Today, science confirms that genetics, epigenetics, and environmental exposures all shape how each individual responds to the same meal. That realization pushed me toward studying the deeper biological mechanisms behind metabolic disease — and how we can intervene earlier and more effectively.
٢. What We’re Still Getting Wrong About Women’s Health
Dr. Ayat Hammad
What is a misconception people have about scientific research in our region — especially its real impact on everyday patients?
One misconception is that research is something distant from everyday life — something that happens in laboratories but doesn’t really touch individual patients.
Many people trust what worked for a cousin or a neighbour more than they trust evidence-based research tailored to their own biology.
But when we close the loop and bring results back to patients, everything changes. In our projects, we don’t just collect samples and disappear. We return with personalised recommendations based on their genetic profile and their microbiome, and sometimes with prevention or treatment strategies they can discuss with their doctors.
When people see that “bench” work comes back to their bedside in a meaningful way, they move from being passive subjects to active partners in research. That’s when science stops being abstract — and starts informing real decisions about health.
Dr. Fatemah Jawad Bahman
What is completely overlooked in women’s metabolic health today?
One of the most overlooked aspects is how deeply hormones shape inflammation, fat distribution, insulin sensitivity, and disease risk across a woman’s life — from puberty to pregnancy to menopause.
Women are still underrepresented in clinical trials, and hormonal transitions are often treated as side issues rather than central drivers of metabolic disease. Menopause alone dramatically increases the risk of insulin resistance, visceral fat accumulation, and cardiovascular disease, yet prevention strategies rarely address this early enough.
If we want better outcomes, we need to stop treating women’s biology as a variation — and start treating it as foundational.

٣. From Prevention to Power
Dr. Ayat Hammad
What’s one thing you wish Arab women knew earlier about their bodies, their risks, or their power to advocate for themselves?
Knowing your risk early is not something to fear — it’s a form of power. Understanding your family history, genetic predisposition, and even your microbiome gives you the chance to act before disease becomes advanced.
I also wish women knew that their value is not defined by any illness or any organ. Diseases like breast cancer or cardiovascular disease may change the body, but they do not change a woman’s worth, intelligence, or ability to lead.
And finally, Arab women should know that they have the right to ask questions and advocate for themselves in healthcare.
Research is done for them, not to them. When women participate in studies, they’re not just patients — they’re partners shaping better science for future generations.
Dr. Fatemah Jawad Bahman
If you could change one public-health practice across the Middle East tomorrow, what would it be?

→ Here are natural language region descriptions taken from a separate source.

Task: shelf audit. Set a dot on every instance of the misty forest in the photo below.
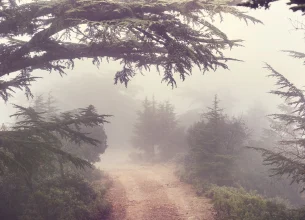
(152, 110)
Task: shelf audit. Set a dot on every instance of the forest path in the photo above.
(153, 192)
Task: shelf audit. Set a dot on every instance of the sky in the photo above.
(241, 86)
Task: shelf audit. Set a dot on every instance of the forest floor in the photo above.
(153, 192)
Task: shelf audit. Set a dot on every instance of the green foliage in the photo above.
(171, 36)
(238, 204)
(42, 155)
(74, 198)
(288, 159)
(157, 126)
(295, 5)
(214, 143)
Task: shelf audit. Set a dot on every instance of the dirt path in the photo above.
(154, 193)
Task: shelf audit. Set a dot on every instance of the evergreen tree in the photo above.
(173, 36)
(215, 143)
(289, 157)
(145, 129)
(295, 5)
(157, 128)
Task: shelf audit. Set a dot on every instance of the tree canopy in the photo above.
(295, 5)
(173, 36)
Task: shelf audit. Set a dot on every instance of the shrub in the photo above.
(237, 204)
(56, 199)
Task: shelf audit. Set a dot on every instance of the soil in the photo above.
(153, 192)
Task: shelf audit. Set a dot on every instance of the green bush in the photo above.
(73, 198)
(237, 204)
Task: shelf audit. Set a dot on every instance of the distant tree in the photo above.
(157, 128)
(289, 157)
(172, 36)
(85, 151)
(145, 129)
(215, 143)
(296, 5)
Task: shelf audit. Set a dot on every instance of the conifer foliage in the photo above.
(289, 157)
(173, 36)
(42, 157)
(215, 143)
(157, 128)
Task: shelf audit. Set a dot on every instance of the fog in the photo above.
(238, 88)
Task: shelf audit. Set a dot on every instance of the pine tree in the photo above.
(157, 128)
(289, 157)
(215, 143)
(145, 129)
(173, 36)
(295, 5)
(36, 140)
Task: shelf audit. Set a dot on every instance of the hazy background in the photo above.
(241, 88)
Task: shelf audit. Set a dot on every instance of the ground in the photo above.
(153, 192)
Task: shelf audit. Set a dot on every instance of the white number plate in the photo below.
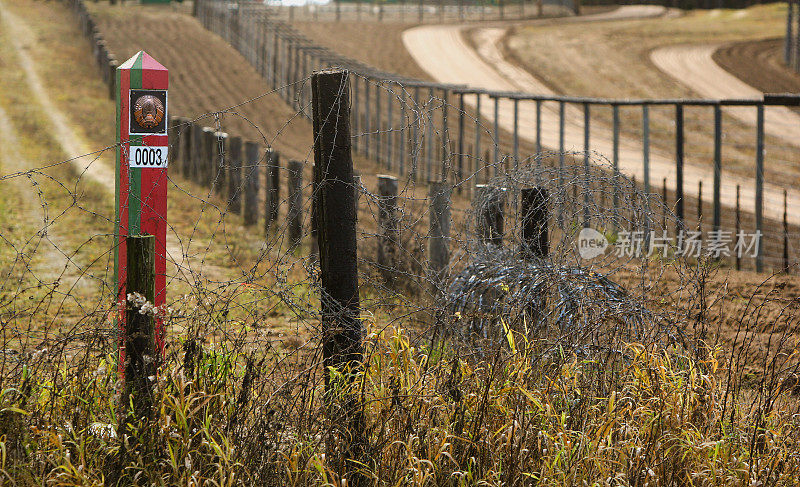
(142, 156)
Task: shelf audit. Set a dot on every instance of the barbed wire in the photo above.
(487, 263)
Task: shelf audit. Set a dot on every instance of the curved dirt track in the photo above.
(442, 52)
(760, 63)
(694, 66)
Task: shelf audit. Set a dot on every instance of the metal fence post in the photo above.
(717, 164)
(759, 210)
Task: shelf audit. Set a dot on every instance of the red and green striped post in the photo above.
(141, 173)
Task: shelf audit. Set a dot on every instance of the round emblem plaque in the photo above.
(148, 111)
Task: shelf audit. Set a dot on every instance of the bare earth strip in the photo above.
(695, 67)
(442, 52)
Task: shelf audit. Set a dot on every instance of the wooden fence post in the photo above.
(438, 241)
(112, 77)
(209, 149)
(273, 188)
(535, 241)
(251, 183)
(334, 202)
(295, 214)
(186, 147)
(235, 174)
(140, 354)
(389, 232)
(142, 162)
(174, 154)
(490, 201)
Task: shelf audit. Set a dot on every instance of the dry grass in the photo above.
(611, 59)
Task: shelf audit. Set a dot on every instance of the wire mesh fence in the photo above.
(727, 147)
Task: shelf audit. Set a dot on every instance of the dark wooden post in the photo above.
(197, 152)
(235, 174)
(389, 234)
(700, 205)
(273, 187)
(785, 233)
(174, 154)
(139, 354)
(295, 215)
(186, 147)
(490, 201)
(112, 77)
(334, 203)
(251, 183)
(535, 241)
(738, 226)
(438, 248)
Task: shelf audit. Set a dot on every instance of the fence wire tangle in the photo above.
(476, 309)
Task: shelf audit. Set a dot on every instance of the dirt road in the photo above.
(442, 51)
(92, 164)
(695, 67)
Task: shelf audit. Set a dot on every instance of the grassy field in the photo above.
(611, 59)
(240, 397)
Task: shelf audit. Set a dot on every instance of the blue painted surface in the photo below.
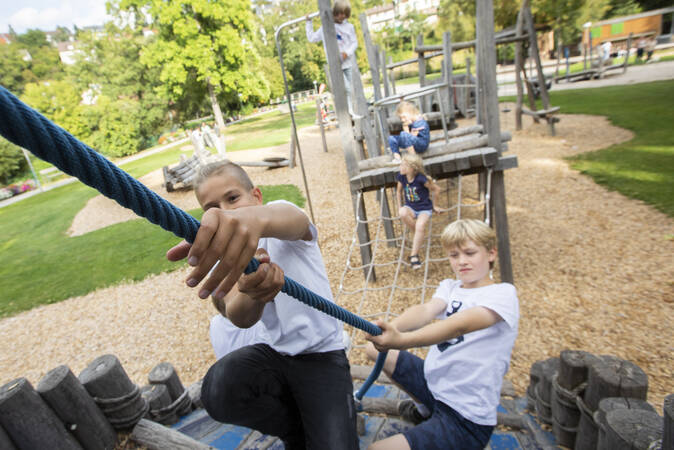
(201, 427)
(504, 441)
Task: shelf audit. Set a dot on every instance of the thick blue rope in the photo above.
(29, 129)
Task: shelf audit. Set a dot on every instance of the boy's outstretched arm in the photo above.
(231, 237)
(243, 305)
(456, 325)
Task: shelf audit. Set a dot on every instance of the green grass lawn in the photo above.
(268, 130)
(642, 168)
(40, 264)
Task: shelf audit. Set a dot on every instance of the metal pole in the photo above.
(290, 105)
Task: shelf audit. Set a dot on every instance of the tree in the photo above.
(204, 43)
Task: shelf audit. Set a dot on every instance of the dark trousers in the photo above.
(306, 400)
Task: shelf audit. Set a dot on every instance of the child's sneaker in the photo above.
(409, 412)
(414, 261)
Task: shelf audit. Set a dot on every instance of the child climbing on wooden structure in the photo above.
(483, 156)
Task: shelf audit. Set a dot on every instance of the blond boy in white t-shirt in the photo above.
(459, 382)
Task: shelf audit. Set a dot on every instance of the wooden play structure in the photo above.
(366, 141)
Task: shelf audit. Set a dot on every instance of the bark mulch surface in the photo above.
(593, 271)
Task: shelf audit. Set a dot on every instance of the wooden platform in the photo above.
(201, 427)
(438, 167)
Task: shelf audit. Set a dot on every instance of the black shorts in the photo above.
(445, 429)
(306, 400)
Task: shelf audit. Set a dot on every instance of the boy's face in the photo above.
(339, 17)
(225, 191)
(470, 263)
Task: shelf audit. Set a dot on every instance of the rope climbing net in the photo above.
(396, 286)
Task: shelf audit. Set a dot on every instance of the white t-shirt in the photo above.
(227, 337)
(293, 327)
(347, 41)
(466, 373)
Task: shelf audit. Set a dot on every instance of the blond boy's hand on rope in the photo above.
(390, 337)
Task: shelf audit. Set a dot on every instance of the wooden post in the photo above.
(627, 53)
(292, 150)
(447, 65)
(486, 69)
(321, 124)
(393, 76)
(29, 421)
(158, 437)
(5, 442)
(117, 396)
(384, 73)
(668, 410)
(519, 66)
(343, 117)
(615, 378)
(64, 393)
(372, 56)
(533, 43)
(421, 63)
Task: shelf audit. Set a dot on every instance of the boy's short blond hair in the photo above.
(407, 107)
(342, 7)
(220, 168)
(457, 233)
(415, 162)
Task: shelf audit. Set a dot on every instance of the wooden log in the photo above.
(615, 378)
(437, 148)
(573, 368)
(668, 435)
(587, 434)
(158, 437)
(64, 393)
(609, 404)
(633, 429)
(5, 441)
(194, 391)
(164, 373)
(565, 412)
(29, 421)
(117, 396)
(359, 372)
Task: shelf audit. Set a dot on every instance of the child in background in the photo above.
(346, 42)
(471, 325)
(416, 134)
(419, 192)
(295, 384)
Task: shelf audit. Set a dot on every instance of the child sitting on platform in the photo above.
(419, 205)
(295, 384)
(471, 325)
(416, 133)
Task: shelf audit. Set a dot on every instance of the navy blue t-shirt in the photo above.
(416, 193)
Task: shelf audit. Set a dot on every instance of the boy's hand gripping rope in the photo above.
(29, 129)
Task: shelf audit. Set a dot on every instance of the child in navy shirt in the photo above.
(419, 192)
(416, 134)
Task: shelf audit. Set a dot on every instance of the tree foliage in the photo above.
(12, 162)
(202, 42)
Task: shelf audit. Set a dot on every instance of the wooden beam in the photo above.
(486, 57)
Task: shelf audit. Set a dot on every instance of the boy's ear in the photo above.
(492, 254)
(257, 193)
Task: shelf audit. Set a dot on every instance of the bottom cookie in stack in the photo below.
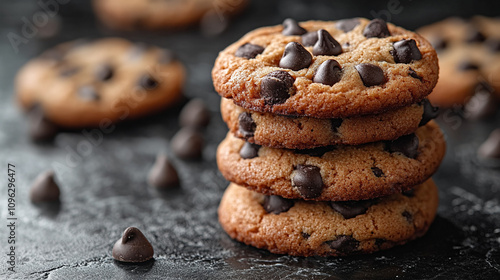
(322, 228)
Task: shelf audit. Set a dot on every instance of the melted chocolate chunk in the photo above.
(307, 179)
(430, 112)
(347, 25)
(249, 150)
(276, 87)
(277, 204)
(249, 51)
(291, 27)
(376, 28)
(406, 145)
(328, 73)
(326, 44)
(246, 125)
(370, 74)
(295, 57)
(405, 51)
(132, 247)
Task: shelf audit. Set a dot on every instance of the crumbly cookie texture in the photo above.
(303, 228)
(85, 84)
(469, 58)
(153, 14)
(327, 70)
(280, 131)
(334, 173)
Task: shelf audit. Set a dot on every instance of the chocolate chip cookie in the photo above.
(155, 14)
(305, 132)
(334, 173)
(327, 69)
(88, 84)
(307, 228)
(469, 58)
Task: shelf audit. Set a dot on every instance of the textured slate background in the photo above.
(105, 191)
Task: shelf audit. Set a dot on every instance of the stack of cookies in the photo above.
(331, 144)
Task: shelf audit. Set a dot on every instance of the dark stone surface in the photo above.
(106, 191)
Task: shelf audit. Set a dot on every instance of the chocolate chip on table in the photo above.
(187, 143)
(40, 128)
(347, 25)
(307, 179)
(246, 125)
(406, 145)
(133, 247)
(195, 114)
(163, 174)
(309, 39)
(276, 87)
(291, 27)
(249, 51)
(147, 82)
(44, 188)
(376, 28)
(104, 72)
(405, 51)
(430, 112)
(377, 172)
(491, 147)
(351, 209)
(370, 74)
(295, 57)
(88, 93)
(326, 44)
(328, 73)
(249, 150)
(277, 204)
(344, 244)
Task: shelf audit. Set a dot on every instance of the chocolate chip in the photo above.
(104, 72)
(328, 73)
(335, 124)
(44, 188)
(147, 82)
(405, 51)
(295, 57)
(309, 39)
(347, 25)
(276, 87)
(88, 93)
(467, 65)
(246, 125)
(414, 74)
(377, 172)
(163, 174)
(430, 112)
(376, 28)
(491, 147)
(195, 114)
(407, 145)
(277, 204)
(326, 44)
(40, 128)
(408, 216)
(344, 243)
(370, 74)
(132, 247)
(249, 150)
(307, 179)
(351, 209)
(249, 51)
(315, 152)
(187, 143)
(291, 27)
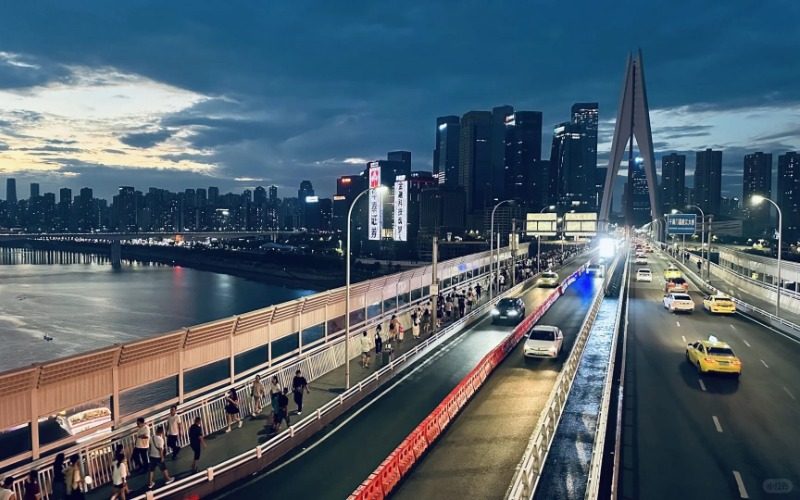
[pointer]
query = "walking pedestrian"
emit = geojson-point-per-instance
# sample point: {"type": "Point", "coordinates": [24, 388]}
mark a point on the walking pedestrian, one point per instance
{"type": "Point", "coordinates": [141, 445]}
{"type": "Point", "coordinates": [257, 393]}
{"type": "Point", "coordinates": [157, 458]}
{"type": "Point", "coordinates": [299, 387]}
{"type": "Point", "coordinates": [196, 441]}
{"type": "Point", "coordinates": [119, 478]}
{"type": "Point", "coordinates": [174, 428]}
{"type": "Point", "coordinates": [365, 347]}
{"type": "Point", "coordinates": [232, 411]}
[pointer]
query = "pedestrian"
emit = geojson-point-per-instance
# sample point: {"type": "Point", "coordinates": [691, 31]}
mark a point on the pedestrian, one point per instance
{"type": "Point", "coordinates": [157, 458]}
{"type": "Point", "coordinates": [196, 441]}
{"type": "Point", "coordinates": [257, 393]}
{"type": "Point", "coordinates": [174, 428]}
{"type": "Point", "coordinates": [232, 409]}
{"type": "Point", "coordinates": [119, 477]}
{"type": "Point", "coordinates": [365, 347]}
{"type": "Point", "coordinates": [142, 444]}
{"type": "Point", "coordinates": [274, 391]}
{"type": "Point", "coordinates": [74, 477]}
{"type": "Point", "coordinates": [32, 489]}
{"type": "Point", "coordinates": [7, 489]}
{"type": "Point", "coordinates": [59, 479]}
{"type": "Point", "coordinates": [299, 387]}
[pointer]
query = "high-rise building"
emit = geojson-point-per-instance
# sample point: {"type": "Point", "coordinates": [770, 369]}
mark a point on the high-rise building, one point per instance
{"type": "Point", "coordinates": [445, 154]}
{"type": "Point", "coordinates": [525, 180]}
{"type": "Point", "coordinates": [673, 182]}
{"type": "Point", "coordinates": [789, 194]}
{"type": "Point", "coordinates": [474, 156]}
{"type": "Point", "coordinates": [708, 181]}
{"type": "Point", "coordinates": [757, 179]}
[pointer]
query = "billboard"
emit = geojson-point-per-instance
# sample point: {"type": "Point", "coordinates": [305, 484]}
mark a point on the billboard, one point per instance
{"type": "Point", "coordinates": [580, 224]}
{"type": "Point", "coordinates": [400, 225]}
{"type": "Point", "coordinates": [541, 224]}
{"type": "Point", "coordinates": [681, 224]}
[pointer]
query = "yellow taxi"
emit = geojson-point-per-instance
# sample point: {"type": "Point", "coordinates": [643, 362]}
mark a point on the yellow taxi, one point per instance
{"type": "Point", "coordinates": [719, 304]}
{"type": "Point", "coordinates": [672, 272]}
{"type": "Point", "coordinates": [713, 356]}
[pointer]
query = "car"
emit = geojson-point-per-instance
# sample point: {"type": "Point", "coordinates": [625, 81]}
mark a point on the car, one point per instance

I would shift healthcare from late-stage disease treatment to early metabolic prevention. That means routine screening for insulin resistance, fatty liver, and inflammatory markers before diabetes and cardiovascular disease develop.
Prevention is not only more humane — it’s far more cost-effective. Countries that invest early save billions in long-term healthcare costs and dramatically improve quality of life. The science is already there. What we need now is the will to act on it.

Together, Dr. Hammad and Dr. Bahman represent a generation of Arab women scientists who are not waiting for permission — they’re building data, reshaping systems, and insisting that women’s bodies, lives, and futures belong at the center of scientific inquiry.